According to the researchers, the diagnostic yield of lipid screening varied by age and BMI, with no direct evidence for the benefits or harms of childhood screening or treatment on outcomes in adulthood. Lozano and colleagues additionally concluded that intensive dietary interventions may be safe, “with modest short-term benefits of uncertain clinical significance.”

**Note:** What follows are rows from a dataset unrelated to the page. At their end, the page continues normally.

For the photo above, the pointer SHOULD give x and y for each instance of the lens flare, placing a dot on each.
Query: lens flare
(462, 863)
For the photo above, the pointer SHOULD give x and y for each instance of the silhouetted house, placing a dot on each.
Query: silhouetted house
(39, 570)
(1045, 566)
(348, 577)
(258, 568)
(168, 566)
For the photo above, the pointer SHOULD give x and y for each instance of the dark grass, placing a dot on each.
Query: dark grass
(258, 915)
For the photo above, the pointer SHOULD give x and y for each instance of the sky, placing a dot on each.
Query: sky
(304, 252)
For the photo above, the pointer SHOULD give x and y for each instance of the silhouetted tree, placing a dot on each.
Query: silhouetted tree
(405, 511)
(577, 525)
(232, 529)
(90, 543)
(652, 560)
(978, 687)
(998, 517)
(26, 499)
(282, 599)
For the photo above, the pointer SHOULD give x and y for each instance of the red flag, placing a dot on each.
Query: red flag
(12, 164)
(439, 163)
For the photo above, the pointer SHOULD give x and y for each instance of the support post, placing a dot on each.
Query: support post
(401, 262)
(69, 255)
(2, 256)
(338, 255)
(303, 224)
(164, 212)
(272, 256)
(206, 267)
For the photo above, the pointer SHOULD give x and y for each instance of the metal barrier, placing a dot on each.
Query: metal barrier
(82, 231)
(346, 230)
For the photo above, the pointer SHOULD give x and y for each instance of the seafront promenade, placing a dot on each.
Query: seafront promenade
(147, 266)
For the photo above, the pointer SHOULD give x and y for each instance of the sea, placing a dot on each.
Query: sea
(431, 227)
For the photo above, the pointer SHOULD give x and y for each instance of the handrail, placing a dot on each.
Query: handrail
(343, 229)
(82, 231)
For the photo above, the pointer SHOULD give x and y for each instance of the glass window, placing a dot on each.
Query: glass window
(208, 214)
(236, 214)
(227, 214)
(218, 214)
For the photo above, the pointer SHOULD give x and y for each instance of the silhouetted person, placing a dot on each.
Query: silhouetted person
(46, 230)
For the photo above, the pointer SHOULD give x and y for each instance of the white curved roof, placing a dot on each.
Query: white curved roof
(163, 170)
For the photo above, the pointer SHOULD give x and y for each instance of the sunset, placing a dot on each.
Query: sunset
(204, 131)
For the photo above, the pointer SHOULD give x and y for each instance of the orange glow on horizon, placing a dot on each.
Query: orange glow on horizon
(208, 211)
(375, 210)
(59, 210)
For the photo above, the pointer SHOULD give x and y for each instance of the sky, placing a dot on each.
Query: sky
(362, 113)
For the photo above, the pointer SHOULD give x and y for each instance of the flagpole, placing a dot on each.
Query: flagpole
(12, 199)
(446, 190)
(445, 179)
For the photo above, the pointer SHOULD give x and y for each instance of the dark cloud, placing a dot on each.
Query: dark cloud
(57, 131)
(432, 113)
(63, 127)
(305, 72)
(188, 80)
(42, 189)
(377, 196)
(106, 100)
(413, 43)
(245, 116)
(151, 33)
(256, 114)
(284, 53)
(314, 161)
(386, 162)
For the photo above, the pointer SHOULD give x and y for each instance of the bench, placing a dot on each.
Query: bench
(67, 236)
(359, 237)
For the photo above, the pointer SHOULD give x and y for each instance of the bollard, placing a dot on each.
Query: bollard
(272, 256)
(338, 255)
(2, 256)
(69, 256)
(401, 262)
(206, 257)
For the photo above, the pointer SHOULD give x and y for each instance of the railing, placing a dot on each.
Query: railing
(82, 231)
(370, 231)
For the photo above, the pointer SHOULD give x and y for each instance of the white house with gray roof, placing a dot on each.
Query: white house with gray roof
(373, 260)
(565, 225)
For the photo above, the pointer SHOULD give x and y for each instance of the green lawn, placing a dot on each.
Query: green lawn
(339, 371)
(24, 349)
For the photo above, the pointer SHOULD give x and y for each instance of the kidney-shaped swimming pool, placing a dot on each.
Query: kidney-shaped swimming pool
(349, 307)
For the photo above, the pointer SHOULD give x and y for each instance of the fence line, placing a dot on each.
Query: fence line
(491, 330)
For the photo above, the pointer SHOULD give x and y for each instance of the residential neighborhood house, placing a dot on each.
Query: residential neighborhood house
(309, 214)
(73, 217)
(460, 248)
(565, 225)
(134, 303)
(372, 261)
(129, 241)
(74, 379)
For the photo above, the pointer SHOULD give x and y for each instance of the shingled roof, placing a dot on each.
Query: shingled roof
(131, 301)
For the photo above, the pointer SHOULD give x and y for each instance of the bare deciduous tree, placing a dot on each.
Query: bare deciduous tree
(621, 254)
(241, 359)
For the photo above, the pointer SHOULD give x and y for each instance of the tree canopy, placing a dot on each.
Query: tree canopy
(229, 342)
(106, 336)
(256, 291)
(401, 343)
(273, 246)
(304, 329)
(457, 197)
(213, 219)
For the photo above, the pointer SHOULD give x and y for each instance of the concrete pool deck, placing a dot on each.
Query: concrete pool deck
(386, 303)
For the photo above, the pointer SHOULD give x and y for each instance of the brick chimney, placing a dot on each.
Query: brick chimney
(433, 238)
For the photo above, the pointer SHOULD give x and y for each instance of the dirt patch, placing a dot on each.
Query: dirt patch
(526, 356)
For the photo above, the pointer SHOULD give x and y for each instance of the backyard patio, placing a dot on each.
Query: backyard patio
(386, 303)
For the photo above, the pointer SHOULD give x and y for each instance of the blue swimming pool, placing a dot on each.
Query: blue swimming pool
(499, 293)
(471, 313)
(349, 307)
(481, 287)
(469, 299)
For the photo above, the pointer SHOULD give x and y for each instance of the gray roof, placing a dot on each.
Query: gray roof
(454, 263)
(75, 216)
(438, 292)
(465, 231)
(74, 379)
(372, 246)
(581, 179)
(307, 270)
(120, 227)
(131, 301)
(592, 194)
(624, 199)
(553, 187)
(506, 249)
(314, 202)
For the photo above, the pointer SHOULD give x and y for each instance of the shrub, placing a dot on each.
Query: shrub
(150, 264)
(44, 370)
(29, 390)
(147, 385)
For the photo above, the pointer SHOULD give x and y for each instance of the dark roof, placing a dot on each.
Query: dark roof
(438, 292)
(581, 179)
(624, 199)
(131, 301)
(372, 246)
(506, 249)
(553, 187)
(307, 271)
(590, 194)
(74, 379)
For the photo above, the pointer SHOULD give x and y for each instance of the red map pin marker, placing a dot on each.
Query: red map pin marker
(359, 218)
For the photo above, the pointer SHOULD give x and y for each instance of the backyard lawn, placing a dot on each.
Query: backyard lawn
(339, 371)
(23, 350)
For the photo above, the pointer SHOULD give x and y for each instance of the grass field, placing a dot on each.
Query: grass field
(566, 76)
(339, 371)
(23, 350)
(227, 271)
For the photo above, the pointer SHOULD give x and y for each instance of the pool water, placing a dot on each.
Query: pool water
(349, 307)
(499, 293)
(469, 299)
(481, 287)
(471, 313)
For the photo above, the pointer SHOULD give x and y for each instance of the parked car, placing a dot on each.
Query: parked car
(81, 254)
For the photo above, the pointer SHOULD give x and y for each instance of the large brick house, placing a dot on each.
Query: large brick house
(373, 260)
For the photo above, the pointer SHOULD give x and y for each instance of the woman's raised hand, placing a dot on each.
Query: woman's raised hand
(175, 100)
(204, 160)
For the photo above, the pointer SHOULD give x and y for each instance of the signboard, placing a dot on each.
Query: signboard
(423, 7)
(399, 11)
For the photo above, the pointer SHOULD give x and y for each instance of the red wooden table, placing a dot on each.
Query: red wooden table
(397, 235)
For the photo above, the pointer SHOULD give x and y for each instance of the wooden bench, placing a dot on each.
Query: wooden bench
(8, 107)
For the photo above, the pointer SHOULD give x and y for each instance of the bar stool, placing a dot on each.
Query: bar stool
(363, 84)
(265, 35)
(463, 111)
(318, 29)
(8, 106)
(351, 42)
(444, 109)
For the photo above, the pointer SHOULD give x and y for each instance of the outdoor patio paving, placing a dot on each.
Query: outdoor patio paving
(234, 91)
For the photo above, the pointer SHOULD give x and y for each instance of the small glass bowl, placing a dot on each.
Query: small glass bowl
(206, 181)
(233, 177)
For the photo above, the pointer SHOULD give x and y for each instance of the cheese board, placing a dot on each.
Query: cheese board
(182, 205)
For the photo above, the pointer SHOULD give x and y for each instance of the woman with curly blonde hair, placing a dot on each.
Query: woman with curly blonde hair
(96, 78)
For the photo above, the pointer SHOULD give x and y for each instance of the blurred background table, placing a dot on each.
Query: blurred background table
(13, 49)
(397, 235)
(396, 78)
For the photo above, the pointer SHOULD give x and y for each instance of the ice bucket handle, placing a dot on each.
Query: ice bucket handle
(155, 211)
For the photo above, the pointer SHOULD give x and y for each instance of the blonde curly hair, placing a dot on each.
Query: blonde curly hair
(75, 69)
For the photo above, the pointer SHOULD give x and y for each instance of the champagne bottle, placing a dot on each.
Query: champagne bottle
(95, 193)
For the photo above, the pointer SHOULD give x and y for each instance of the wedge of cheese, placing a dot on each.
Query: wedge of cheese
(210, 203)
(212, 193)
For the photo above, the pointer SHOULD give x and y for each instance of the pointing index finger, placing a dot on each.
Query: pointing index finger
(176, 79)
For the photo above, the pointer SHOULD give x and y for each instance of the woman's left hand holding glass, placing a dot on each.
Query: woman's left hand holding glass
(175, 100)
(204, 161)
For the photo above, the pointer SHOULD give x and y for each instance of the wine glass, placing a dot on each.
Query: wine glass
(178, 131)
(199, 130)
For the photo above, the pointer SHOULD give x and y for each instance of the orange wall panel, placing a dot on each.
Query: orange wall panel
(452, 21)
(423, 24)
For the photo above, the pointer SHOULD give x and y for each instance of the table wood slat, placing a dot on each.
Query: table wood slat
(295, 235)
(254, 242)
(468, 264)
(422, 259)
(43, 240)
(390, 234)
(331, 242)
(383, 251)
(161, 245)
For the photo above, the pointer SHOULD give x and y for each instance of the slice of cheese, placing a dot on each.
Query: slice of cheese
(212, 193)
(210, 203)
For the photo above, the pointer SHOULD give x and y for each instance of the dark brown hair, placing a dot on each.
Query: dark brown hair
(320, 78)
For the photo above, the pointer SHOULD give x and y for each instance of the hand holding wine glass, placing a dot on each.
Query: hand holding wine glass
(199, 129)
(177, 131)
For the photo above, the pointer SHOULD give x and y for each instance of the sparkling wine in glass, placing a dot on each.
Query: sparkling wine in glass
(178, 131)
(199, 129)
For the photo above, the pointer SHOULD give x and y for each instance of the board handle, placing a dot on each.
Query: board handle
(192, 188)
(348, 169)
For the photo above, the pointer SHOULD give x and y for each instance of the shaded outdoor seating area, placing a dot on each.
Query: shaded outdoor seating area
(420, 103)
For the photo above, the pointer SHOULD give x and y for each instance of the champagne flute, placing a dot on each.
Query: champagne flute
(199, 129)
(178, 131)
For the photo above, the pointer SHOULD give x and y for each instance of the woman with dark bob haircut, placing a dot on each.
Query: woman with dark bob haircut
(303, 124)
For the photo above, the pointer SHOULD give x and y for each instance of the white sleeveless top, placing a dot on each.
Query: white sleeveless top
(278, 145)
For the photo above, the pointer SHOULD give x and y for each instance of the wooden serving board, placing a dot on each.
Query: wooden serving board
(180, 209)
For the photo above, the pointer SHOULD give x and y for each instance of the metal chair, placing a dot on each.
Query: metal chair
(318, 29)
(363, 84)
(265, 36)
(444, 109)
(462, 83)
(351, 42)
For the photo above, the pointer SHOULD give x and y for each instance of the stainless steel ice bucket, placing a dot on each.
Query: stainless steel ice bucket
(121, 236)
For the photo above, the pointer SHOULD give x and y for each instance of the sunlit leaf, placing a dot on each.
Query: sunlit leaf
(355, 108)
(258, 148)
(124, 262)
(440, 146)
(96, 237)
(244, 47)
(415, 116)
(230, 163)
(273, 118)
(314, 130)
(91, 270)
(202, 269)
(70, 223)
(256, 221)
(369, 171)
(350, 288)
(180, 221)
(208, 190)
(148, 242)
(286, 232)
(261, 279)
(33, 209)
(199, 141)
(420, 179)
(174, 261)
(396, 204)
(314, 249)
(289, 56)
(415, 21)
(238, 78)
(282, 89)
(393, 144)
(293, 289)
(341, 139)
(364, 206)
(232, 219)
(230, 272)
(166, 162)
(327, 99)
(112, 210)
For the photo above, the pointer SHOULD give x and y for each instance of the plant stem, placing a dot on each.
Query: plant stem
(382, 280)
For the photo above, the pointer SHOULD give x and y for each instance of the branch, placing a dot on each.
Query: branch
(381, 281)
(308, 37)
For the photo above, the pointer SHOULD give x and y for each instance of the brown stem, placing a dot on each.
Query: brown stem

In a related editorial published in JAMA Pediatrics, Stephen R. Daniels, MD, PhD, of the University of Colorado School of Medicine, Aurora, wrote that, as an I-grade recommendation, the USPSTF announcement is neither an endorsement nor a rejection of lipid disorder screening in children and adolescents.

In addition, he noted that such screenings are recommended by the AAP, the American Heart Association, the National Heart, Lung, and Blood Institute, and the National Lipid Association.

“An I statement leaves the clinician in a quandary,” Daniels wrote. “The clinician must review the evidence and the gaps in the evidence to decide on a course of action.” – by Jason Laday

References:

Daniels SR. JAMA Pediatr. 2016;doi:10.1001/jamapediatrics.2016.2315.

Lozano P, et al. JAMA. 2016;doi:10.1001/jama.2016.6176.

Lozano P, et al. JAMA. 2016;doi:10.1001/jama.2016.6423.

US Preventive Services Task Force. JAMA. 2016;doi:10.1001/jama.2016.9852.

Disclosure: Bibbins-Domingo reports having consulted for the Institute for Clinical and Economic Review on the cost-effectiveness of a new class of lipid-lowering drugs. No other authors reported any relevant financial disclosures. Daniels reports being a member of a data monitoring committee for Novo Nordisk, and membership of an advisory committee for Sanofi.